Would we really want to live in a world free of writing rage?
So there are two questions that come to mind. First what do we do if writing rage has become a chronic problem? And second do we have to be so damn gleeful or offended when we come across evidence of it in others?
If writing rage is a persistent problem in your life you might want to consider fighting writing with writing.
I remember, years back, going through a bad break up when e-mail was in its infancy. What I wouldn't give to go back in time and take back a few of my more pathetic midnight cybermissives. Fortunately the next time I had my heart broken I was better prepared. At the time I was the book critic at a Canadian fashion magazine, and had been sent an advance copy of a book called. Bittergirl: Getting Over Getting Dumped. In it, I found a handy little contract which I credit with a smooth and dignified break up. (I've never been much of a impulse dialer, but I did find it helpful to cross out "call" and write in "e-mail".)

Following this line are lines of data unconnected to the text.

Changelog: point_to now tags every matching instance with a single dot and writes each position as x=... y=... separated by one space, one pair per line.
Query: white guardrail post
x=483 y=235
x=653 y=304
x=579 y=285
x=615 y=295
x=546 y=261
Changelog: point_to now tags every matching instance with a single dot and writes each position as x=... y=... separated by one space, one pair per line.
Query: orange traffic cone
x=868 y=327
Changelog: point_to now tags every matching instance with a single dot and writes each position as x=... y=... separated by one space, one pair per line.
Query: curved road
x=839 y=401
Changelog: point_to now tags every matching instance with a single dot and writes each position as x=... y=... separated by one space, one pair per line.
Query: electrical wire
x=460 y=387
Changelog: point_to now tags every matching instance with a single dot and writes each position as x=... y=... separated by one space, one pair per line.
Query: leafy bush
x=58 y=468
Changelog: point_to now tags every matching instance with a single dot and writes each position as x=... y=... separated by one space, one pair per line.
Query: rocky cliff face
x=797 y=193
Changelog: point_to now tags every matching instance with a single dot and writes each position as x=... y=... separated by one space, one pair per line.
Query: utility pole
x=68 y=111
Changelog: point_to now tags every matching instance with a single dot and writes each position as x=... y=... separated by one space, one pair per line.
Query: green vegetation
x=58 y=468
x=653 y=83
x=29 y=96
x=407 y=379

So if writing rage is becoming a chronic problem in your life, it may be worth adapting this contract to serve your own needs. Make a list of hot button topics and people you won't write about for a month. If you know that a trigger event is coming up, like a break up or a book launch, get your contract out and ready.
Update your contract regularly so that you can make room in your life for the subjects you really care about. And if you don't know what those subjects are, consider the possibility that this is part of the problem. Maybe you're using rage instead of actual passion as a motivator?
At the same time, with all the new publication technology available to us, and with writing increasingly replacing conversation as the predominant mode of communication, recognize that writing rage is going to be a fact of life for a long time.
Develop the ability to distance yourself from other people's writing rage, ideally in a compassionate way. Learn to ignore it or diffuse it. And learn even to appreciate it.
Trolls are one thing. But should it be so unusual for writers to respond to their critics?
It isn't in other countries. In Britain book sections are filled with ranty reviews and ranty replies to those reviews. Books editors actively seek the reviewer who is likely to write the most negative review. And writers are expected to respond passionately. Nobody expects reviews to sell books. They expect the debate to sell the book. And, frankly, I find those sections a lot more fun to read than our own disappearing books sections full of faux neutral reviews, and the silent screams of repressed replies.
Writing rage is a hazard of the blogging age, but it's also a gift. Sometimes if everybody gets angry enough it can make sure a story doesn't get buried. Sometimes it targets and hounds the politicians who really deserve it. Emotional distance in the media has too often atrophied into political passivity.
Of course we want to use writing to get emotional distance. But writing should not make us emotionally rigid. In the end writing rage usually just means you care too much, and when you become too deeply ashamed of caring, that's when you're really in trouble.